Taraflarca dosyaya sunulan deliller incelenmiş, hasar tespit tutanakları ile hasara yönelik fotoğraflar ve hasarın miktarına yönelik belgeler celbedilerek dosya arasına kazandırılmıştır.
Dava, davalı şirket tarafından yaptırılan kazı çalışmaları ve beton direk montaj işlemleri sırasında davacı şirkete it altyapıda kullanılan kablolarda meydana geldiği iddia edilen hasar bedelinin tahsili istemine ilişkindir
Tarafların tüzel kişi tacir olması karşısında uyuşmazlığın çözümünde mahkememizin görevli olduğu ve beton direm montaj işlemlerinde iş sahibinin davalı olması karşısında davalının pasif husumet ehliyetinin bulunduğu kabul edilmiştir.

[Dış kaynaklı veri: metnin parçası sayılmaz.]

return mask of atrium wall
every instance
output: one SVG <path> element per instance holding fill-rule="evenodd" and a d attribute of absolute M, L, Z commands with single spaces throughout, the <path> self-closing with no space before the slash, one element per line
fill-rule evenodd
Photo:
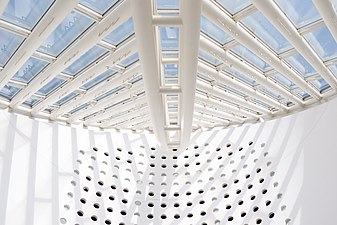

Yargılama devam ederken davacı vekili …. havale tarihli dilekçe ile, hasarın davalı tarafından onarıldığını ve davanın konusuz kaydığını, davanın açılmasına davalı tarafın sebebiyet verdiğini beyan ve iddia etmiş, davalı vekili ise hasarın giderilmesine yönelik kendi hukuk müşavirliği ile yapılan görüşmelerde kendisine herhangi bir bilgi verilmediğini beyan etmiştir.
Taraf vekillerinin bu beyanları üzerine, davacı vekiline davaya konu hasarın dava açılmadan önce mi yoksa dava açıldıktan sonra mı, hangi tarihte davalı tarafından giderildiğinin bildirilmesi için kesin süre verilmiş, davalı vekiline ise hasarın müvekkili tarafından giderilip giderilmediğine ilişkin beyanda bulunmak üzere süre verilmiştir
Davalı vekili … havale tarihli dilekçe ile, yapılan araştırmada davacı tarafından müvekkiline herhangi bir hasar bildiriminin yapılmadığını beyan etmiştir.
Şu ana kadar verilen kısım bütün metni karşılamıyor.